The inside of the church didn’t resemble a place of worship in the least. The church had been abandoned for years so it had been cleaned out long ago. Now it was filled with tables that held computers and CCTV screens. Tangles of cables ran from wall to wall and wall to ceiling. Along the top of the walls, Bradley saw the plastic explosive had been fixed, wires were stretching out of them all connected to one computer panel at the head of the church. Most of the screens were CCTV feeds from around town, but other computers had information that Bradley didn’t recognise. About fifty soldiers were mingling around the room, guns in hand. Roman stood in front of the main panel his back to them.
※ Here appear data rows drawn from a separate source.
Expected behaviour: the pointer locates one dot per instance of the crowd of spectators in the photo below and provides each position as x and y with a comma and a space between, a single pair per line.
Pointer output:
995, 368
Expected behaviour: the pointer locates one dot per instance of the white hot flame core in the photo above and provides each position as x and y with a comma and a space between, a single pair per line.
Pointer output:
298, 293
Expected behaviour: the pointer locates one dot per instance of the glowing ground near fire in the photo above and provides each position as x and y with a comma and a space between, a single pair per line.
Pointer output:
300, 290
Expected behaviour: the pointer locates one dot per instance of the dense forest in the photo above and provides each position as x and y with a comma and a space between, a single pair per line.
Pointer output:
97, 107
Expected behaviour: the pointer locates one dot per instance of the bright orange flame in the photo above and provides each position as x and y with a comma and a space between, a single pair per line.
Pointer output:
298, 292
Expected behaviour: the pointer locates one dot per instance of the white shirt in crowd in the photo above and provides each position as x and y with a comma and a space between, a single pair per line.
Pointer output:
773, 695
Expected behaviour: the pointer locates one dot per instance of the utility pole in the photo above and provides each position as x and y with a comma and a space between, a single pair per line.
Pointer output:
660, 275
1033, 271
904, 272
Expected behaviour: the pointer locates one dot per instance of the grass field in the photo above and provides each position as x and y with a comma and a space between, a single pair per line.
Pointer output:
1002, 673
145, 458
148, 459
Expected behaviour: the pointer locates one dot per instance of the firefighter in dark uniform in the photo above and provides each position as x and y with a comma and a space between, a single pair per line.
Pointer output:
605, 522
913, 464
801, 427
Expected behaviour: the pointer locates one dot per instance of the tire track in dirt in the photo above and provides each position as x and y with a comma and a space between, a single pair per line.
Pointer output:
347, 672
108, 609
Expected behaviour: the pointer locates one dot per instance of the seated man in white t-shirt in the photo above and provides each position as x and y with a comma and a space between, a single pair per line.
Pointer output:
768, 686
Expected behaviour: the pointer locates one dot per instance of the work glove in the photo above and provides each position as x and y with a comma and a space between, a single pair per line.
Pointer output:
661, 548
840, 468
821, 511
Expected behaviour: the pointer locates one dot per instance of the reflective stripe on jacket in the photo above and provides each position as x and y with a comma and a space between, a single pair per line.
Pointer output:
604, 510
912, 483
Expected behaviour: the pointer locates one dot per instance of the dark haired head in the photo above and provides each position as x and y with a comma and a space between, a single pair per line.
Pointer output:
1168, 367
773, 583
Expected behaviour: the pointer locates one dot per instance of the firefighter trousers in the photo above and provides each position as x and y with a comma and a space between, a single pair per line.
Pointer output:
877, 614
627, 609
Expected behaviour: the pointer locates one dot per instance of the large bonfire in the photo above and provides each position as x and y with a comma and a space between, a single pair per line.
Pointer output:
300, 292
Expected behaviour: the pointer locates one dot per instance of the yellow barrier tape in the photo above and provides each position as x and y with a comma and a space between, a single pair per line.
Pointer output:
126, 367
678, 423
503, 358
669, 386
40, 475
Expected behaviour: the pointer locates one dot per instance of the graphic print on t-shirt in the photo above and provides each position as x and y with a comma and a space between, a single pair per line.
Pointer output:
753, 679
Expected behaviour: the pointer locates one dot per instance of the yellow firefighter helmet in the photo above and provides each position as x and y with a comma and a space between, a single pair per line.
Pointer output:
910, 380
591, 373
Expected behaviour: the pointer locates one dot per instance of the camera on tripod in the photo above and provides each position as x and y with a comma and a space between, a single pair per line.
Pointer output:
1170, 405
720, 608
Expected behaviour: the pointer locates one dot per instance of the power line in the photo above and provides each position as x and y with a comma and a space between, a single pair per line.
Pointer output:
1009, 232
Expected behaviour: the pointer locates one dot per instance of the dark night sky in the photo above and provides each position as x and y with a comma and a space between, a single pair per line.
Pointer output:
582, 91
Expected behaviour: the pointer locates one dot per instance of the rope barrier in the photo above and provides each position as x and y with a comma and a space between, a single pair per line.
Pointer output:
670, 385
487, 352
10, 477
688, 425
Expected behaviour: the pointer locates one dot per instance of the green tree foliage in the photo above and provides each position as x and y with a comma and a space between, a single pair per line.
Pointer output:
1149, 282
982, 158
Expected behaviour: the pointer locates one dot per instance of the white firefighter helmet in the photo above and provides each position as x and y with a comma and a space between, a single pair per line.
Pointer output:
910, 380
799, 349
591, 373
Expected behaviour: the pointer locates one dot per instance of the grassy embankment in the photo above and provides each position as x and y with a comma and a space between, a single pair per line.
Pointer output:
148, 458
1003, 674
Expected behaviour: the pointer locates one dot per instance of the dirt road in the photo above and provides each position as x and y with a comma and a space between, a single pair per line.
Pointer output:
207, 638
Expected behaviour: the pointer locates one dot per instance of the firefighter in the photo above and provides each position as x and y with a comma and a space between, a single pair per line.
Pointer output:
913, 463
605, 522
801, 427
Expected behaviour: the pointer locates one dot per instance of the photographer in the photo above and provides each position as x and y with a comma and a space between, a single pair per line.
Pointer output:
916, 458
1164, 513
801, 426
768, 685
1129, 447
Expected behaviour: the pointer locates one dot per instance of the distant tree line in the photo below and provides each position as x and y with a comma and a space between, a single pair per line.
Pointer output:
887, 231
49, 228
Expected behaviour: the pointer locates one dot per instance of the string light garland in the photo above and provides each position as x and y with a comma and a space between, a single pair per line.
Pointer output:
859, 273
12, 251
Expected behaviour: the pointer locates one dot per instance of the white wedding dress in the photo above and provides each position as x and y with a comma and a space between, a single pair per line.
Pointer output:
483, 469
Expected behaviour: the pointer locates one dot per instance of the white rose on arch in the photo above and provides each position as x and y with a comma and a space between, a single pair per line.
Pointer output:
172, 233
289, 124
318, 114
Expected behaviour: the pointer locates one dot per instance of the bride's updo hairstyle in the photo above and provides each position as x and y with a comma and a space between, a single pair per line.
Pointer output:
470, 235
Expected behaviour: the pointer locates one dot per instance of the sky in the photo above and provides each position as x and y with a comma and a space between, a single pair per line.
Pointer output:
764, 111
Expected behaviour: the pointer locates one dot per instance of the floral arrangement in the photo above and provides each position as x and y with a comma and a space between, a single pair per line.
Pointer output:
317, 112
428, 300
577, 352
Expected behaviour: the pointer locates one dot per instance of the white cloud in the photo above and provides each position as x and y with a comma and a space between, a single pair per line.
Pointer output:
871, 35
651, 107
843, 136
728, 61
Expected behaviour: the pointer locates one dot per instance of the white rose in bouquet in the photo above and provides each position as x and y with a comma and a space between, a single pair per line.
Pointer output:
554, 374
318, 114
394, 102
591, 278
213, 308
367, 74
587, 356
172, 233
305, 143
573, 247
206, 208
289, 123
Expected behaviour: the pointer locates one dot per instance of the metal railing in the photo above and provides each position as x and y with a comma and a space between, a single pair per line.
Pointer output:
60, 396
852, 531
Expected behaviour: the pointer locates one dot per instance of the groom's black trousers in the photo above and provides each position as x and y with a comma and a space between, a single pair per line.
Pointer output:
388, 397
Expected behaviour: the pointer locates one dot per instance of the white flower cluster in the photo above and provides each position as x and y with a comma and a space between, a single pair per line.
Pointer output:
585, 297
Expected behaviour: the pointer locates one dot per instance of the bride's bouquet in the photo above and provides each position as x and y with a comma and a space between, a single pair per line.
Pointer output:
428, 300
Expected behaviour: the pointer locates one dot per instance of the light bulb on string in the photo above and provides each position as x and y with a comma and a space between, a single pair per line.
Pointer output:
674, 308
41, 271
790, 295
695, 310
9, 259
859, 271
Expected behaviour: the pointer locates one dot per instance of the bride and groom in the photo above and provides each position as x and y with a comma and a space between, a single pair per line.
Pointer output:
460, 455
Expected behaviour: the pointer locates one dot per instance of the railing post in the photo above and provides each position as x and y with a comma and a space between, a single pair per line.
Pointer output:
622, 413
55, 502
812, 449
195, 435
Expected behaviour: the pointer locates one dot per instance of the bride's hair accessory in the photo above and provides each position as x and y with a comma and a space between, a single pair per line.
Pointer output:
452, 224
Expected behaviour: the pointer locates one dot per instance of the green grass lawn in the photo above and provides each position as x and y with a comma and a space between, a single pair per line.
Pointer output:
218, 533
“Roman, you’re already here,” Eloise said as she approached. Bradley followed a couple of steps behind her.
He turned casually. “Everything’s set up,” he said.
“Good. Good. Good. Good. Good,” Eloise said on a loop until her brain finally unfroze. Roman looked concernedly at Bradley, but Bradley just shrugged. Ignorance was the best thing in this situation he decided. “I can control everything from here?” she said as if nothing had happened. The fact that she never noticed her crash moments only freaked Bradley out more.